- Bukang Liwayway rocket launchers on their way
- Country: Philippines
- Key people: Ferdinand Marcos
- Launched: 1972
- Status: Closed

= Project Santa Barbara =

Philippine missile program

Project Santa Barbara was a missile program developed under the administration of Philippine president Ferdinand Marcos (1965–86) during the Cold War. The first successful launch was in 1972. The project was discontinued due to undisclosed reasons.

==Background==

Project Santa Barbara was initiated by the administration of Philippine president Ferdinand Marcos and it involved the Philippine Navy and a group of scientists. It was conceived amidst the United States withdrawal of its armed forces in Indochina and in anticipation that the US would also withdraw its forces stationed in the Philippines.

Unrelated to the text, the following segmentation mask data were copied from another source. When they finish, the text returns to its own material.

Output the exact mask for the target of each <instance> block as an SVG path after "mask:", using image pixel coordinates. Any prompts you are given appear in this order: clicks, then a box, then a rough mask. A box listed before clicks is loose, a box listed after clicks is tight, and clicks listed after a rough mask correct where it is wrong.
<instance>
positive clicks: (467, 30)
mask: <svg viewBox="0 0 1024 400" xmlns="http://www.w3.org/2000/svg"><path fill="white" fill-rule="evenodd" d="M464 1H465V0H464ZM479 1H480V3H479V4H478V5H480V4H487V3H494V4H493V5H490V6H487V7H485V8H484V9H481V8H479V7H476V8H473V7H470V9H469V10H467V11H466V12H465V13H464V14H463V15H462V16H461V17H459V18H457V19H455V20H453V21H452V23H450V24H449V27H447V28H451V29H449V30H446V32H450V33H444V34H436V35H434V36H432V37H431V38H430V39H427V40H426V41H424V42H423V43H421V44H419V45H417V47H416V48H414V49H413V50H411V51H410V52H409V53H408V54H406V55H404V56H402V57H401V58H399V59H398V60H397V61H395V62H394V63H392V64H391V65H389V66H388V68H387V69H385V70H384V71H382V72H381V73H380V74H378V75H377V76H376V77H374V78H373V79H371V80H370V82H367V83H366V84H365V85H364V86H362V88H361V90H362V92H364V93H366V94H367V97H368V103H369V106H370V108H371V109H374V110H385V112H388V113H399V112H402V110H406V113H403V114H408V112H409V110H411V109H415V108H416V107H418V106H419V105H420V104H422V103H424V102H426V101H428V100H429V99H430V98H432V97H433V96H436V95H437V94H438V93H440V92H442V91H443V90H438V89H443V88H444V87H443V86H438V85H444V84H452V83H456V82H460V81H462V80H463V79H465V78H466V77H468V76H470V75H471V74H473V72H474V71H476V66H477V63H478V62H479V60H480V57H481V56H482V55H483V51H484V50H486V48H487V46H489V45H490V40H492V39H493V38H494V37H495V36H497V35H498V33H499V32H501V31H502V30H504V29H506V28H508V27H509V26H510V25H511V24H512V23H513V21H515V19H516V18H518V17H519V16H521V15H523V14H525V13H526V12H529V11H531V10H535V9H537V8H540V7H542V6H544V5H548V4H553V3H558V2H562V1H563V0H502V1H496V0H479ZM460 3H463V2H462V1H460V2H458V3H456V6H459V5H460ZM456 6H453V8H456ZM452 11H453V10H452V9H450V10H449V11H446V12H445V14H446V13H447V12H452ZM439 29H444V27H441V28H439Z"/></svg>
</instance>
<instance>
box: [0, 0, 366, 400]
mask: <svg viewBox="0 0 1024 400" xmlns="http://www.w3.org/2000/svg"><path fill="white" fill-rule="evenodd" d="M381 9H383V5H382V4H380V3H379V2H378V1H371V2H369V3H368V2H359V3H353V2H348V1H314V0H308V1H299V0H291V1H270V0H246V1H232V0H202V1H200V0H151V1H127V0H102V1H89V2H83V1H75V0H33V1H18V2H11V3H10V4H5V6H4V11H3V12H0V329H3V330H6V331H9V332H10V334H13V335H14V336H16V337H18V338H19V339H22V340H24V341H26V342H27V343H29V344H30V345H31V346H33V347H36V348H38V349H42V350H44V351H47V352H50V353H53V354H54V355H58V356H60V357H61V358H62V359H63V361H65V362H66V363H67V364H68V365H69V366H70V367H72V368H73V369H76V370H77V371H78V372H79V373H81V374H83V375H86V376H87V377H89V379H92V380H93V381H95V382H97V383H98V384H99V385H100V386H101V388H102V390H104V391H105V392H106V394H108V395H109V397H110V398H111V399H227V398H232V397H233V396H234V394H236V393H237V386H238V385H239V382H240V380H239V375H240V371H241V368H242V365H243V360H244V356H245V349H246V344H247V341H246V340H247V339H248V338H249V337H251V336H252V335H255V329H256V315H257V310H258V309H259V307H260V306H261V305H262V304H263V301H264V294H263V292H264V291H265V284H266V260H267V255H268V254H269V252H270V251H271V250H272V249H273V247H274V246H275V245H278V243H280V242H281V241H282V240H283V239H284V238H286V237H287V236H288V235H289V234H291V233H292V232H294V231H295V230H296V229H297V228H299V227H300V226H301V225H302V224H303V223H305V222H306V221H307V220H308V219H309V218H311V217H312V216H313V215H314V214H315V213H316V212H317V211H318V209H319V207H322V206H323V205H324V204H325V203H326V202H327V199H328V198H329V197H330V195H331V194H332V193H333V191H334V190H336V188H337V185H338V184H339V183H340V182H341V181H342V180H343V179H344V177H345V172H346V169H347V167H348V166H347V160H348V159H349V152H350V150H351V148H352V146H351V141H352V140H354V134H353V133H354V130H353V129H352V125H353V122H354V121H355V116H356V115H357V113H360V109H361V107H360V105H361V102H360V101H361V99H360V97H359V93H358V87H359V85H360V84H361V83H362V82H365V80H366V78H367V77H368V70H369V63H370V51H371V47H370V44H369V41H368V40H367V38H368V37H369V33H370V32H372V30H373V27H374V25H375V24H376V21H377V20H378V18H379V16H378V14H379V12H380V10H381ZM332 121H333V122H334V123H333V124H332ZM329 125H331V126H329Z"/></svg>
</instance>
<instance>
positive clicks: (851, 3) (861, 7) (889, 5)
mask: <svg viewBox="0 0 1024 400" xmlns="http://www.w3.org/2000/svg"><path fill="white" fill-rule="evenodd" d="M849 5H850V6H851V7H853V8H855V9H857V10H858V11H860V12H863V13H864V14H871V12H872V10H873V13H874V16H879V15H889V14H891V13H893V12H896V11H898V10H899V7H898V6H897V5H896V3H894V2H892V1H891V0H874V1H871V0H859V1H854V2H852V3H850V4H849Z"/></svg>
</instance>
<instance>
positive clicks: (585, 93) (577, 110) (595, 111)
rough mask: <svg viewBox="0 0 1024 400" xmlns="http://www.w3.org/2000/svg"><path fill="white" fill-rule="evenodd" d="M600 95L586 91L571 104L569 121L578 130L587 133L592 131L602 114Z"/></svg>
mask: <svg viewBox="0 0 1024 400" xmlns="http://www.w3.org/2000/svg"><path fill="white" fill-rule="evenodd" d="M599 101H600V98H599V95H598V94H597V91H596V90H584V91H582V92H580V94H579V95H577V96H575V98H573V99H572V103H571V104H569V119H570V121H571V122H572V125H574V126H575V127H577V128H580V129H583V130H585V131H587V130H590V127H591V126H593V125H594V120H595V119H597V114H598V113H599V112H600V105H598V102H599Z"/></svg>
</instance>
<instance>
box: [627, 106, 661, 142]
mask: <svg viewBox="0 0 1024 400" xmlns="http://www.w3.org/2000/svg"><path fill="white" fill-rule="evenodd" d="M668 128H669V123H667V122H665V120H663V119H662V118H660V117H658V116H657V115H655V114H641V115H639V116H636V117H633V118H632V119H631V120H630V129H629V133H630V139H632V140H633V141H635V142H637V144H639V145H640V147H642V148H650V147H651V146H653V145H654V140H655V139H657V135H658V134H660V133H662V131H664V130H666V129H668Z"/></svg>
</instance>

Under the program, different types of missiles were developed which are intended to intercept land, sea, and air-based threats. There were also plans to export missiles developed under the program to friendly countries.

One of the missiles developed was the Bongbong rocket, named after the moniker of President Marcos' son Ferdinand Jr. The National Aeronautics and Space Administration of the United States described the weapon as the Philippines' first liquid-propellant rocket. The associated weaponry system of the Bongbong rocket is similar to the Soviet unguided artillery Katyusha. The 37 dynamic tests were conducted, with most of the test conducted on Caballo Island. Four of the test were made in Fort Magsaysay.

The first successful launch under the project involved the Bongbong rocket. The launch was made on March 12, 1972 with the rocket retrieved from the South China Sea.

The project was discontinued due to undisclosed reasons.